The WIPO Copyright Treaty and the WIPO Performances and Phonograms Treaty, commonly referred to as the WIPO Internet treaties, were formally adopted in late 1996.


The WIPO Internet treaties finally took effect last year after reaching the thirty-country ratification mark.


While dozens of countries may sign a treaty when it is first introduced, a treaty only becomes effective once a certain number of countries take the positive step of ratification by amending their national law to give the treaty full effect.


Today, the number of ratifications stands at 42 with the United States and Japan the two most notable countries on the ratification list.


The remainder of the list is comprised of countries such as Indonesia and the Ukraine, often cited as two leading sources of pirated music and software, as well as Burkina Faso, Gabon, Saint Lucia, and Togo, a group one Ottawa lawyer recently termed the "coalition of the billing."


Canada has thus far refrained from ratifying the treaties, though it has been government policy to do so since 1997.


Our slow movement toward ratification recently caught the attention of the House of Commons Standing Committee on Canadian Heritage, which has been conducting hearings on Canadian copyright policy over the past few weeks.


Late last month, the Committee presented its perspective on treaty ratification, recommending in the "strongest possible terms" to the responsible ministers that they instruct their officials to prepare draft legislation by February 10, 2004 in order that the government might ratify the treaties.


The Committee's recommendation represents a setback for Canadian copyright policy.

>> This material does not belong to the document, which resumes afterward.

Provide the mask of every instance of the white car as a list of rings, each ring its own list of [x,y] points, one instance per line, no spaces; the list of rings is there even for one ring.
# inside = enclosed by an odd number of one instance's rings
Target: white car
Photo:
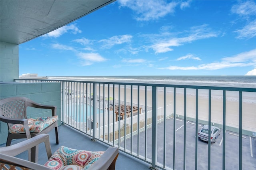
[[[198,138],[208,142],[208,125],[204,125],[198,132]],[[220,135],[220,128],[214,126],[211,126],[211,143],[215,143],[216,139]]]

Rather than leaping toward ill-conceived copyright reform that would harm innovation and the Canadian public, our go-slow approach has enabled policy makers to view the mistakes of others, (notably the United States), and work toward crafting a Canadian policy that better reflects the national interest.


Left unstated in the Committee recommendation is the fact that ratification involves much more than merely introducing the treaties into national law.


Both treaties contain controversial provisions that, depending on how they are implemented, may fundamentally alter the copyright balance advocated by the Supreme Court of Canada.


In fact, many copyright experts have begun to express doubt that Canada should ratify the treaties at all.


While ratification clearly brings significant new obligations, the benefits to Canadian creators and consumers are more difficult to identify.


Moreover, even if Canada were to ratify, there is considerable room for interpreting how to do so. Canadian Heritage recently commissioned a study on technologies, known as technical protection measures, that enable content creators to better control their work.


While some believe that ratification requires the establishment of legal protection against those who seek to defeat technological measures, the study casts doubt on that conclusion.


Complicating matters even further is Canada's private copying regime, which critics argue harms Canadian retailers and software companies by establishing a levy on blank media such as audio-cassettes and blank CDs.


In a report issued last year, the Canadian government acknowledged that the private copying system may not be compliant with the WIPO Internet treaties.


In order to ensure that it is compliant, Canada would have to extend the benefits of the levy to sound recordings and performers from all countries that have ratified the treaty.


The cost of doing so would dramatically increase the levy, thereby resulting in even higher prices for blank CDs for Canadians.


"First mover advantage," an adage that suggests that there are great benefits to moving quickly and being the first to market a new product or service, may hold true in the e-commerce environment, but it is not necessarily the case in the policy world.


Canada has benefited by taking its time on WIPO Internet treaty ratification. The recent recommendation from the standing committee to fast-track the ratification process before all stakeholders have spoken would squander our last mover advantage and leave Canadian consumers to pay the price.